Many of the tributes were nostalgic. Many were the mentions of listening to transistor radios under the bed clothes and discovering punk rock. I found myself feeling sceptical about whether many of the celebrities who chipped in have listened to the show since making it big. For me, John Peel wasn’t some teen memory. He was the person I was expecting to listen to next week. And many of the tributes focussed on the bands, often giving examples of really quite uninteresting ones, who made it big after being picked up by Peel. This missed the point. It was never about trying to discover bands who would become superstars and elevate them to fame. It was just about trying to find and play good records that deserved to be heard. The measure of Peel’s success isn’t in the fact that the Smiths or the Strokes ending up selling loads of records, but in all the obscure tunes by bands you never heard of again that found a place in someone’s heart.

I am very nervous about the future of music now. I can’t help but think that all my favourite bands of the moment I heard of through Peel. I wonder now how bands like the Broken Family Band and Herman Dune, Ballboy and Bearsuit, are going to get their records heard. Are bands like these, are even bands like the Fall, going to disappear from our radios? At least for these bands, I know of them, so if I see their records in a shop I’ll buy them, and if I see they’re playing live, I can go. But what about the next generation of bands? How are we going to find out about them? Who’s going to play that demo tape, or pick up that first single? If you’re starting a band now, things have just got that much harder. This is much, much worse than the death of a musician. If the singer in your favourite band dies, there are lots of other bands to follow, and doubtless a steady, posthumous flow from the archives to keep you going. John Peel cannot be replaced, and I doubt anyone will even attempt to fill the hole he has left.
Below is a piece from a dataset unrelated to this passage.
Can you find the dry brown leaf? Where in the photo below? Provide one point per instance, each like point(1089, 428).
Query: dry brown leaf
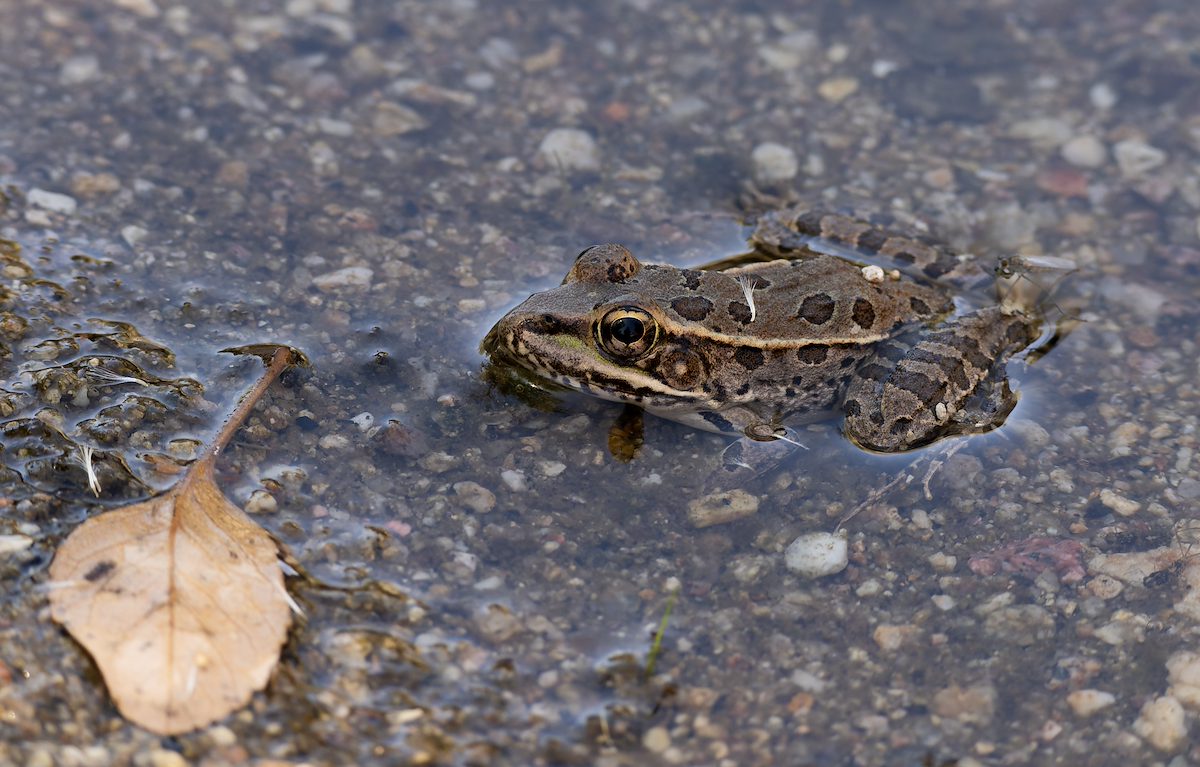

I do think it’s daft to talk about statues, or releasing old records in tribute. Sure, Radio 1 should commit to playing a wide range of new music in that gap left in the schedules. And of course Peel’s extraordinary record collection should be kept intact and in this country – surely that’s why you have a National Lottery. But John Peel’s legacy should be that we continue to take a passionate interest in music, that we commit to seek out new sounds, and that we promise to keep listening to music in a spirit of eclecticism and curiosity. That would be a true tribute to a great man.